Synthetoceras

    Synthetoceras

    The Slingshot Deer, Fast, Social, Showy Herbivore

    Synthetoceras
    c.ai

    You are in the grasslands of North America, 10 million years ago.

    The dusty Texas wind was biting, but the heat of a Miocene morning was already starting to rise. You crouched behind the thick bark of a hackberry tree, your camera trembling slightly.

    Earlier, you had heard the low, guttural snorts—a sound like a deer, but far deeper and more resonant. Then, you l saw it.

    The creature was magnificent. About the size of a large, stocky whitetail stag, its coat was a light, dusty brown, built for speed in the open grasslands. But it was the head that stopped your breath. Rising above the eyes were two curved horns, reminiscent of a pronghorn's. Yet, dominating its face was a single, long nasal horn that split perfectly into a 'Y' shape, like a living slingshot crown.

    A male Synthetoceras, you identified the creature. He wasn't browsing alone. Nearby, a smaller female with much smaller horns—or none at all—was browsing on tough foliage.

    The male stopped, turning his strange slingshot snout towards the wind.

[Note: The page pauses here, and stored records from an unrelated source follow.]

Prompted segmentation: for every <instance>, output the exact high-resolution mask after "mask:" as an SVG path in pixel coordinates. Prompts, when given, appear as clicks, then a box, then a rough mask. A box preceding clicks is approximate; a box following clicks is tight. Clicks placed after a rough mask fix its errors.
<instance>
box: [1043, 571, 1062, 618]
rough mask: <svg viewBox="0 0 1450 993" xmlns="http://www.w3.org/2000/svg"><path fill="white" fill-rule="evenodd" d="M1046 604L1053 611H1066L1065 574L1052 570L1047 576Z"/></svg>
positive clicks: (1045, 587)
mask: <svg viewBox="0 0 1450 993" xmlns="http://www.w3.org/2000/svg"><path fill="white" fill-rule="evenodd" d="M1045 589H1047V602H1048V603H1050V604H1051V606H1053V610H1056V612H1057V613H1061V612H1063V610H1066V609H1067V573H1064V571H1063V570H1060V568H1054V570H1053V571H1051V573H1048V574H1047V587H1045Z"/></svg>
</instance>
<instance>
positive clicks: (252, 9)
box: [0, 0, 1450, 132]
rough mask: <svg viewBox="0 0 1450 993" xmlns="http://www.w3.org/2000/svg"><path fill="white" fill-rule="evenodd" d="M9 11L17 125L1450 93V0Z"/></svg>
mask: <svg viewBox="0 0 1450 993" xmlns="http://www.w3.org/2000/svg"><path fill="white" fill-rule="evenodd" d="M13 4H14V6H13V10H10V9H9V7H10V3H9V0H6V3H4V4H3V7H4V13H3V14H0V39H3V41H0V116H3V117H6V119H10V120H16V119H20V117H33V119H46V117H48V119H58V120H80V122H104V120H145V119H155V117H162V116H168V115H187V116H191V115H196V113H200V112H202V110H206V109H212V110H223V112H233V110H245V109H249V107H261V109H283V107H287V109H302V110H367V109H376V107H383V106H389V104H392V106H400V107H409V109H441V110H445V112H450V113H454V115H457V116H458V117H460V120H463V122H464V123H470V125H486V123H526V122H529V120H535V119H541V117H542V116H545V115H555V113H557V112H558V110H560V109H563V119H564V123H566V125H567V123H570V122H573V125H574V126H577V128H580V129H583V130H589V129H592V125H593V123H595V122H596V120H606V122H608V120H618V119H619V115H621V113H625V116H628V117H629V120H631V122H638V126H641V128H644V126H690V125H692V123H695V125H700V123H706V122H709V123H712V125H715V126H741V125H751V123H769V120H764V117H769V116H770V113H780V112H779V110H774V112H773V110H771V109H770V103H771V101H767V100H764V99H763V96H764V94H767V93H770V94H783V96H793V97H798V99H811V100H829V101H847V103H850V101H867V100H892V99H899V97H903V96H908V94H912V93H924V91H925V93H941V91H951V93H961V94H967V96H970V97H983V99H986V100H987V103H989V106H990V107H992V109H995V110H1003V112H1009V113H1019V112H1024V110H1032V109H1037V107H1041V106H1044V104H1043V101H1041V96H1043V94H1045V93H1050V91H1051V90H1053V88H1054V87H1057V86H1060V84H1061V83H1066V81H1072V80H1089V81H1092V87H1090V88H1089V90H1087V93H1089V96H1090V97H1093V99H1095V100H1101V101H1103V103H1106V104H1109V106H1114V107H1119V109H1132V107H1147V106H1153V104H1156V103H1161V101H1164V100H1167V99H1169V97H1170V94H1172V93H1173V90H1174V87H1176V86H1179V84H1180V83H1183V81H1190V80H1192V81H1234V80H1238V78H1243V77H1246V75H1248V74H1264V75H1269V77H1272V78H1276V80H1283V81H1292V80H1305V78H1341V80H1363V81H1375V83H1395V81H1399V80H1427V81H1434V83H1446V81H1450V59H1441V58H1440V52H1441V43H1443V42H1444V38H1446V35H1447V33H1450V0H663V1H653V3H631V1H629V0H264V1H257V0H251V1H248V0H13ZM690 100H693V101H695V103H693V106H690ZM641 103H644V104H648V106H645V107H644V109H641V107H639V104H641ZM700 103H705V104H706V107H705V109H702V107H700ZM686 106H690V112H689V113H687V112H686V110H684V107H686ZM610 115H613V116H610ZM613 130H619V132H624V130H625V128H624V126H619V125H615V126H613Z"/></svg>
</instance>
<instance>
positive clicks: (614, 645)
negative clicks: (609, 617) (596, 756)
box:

He was hyper-alert, his long, ungulate legs tensed to bolt at the first sign of danger. He gave another snort, shook his head so the Y-horn caught the sunlight. You froze, knowing that if you made a single sound, the entire herd would vanish into the savanna. He was a survivor of a world 10 million years past, yet right here, you felt the intense, living presence of an animal that bridged the gap between modern deer and the fantastic, impossible shapes evolution had once crafted.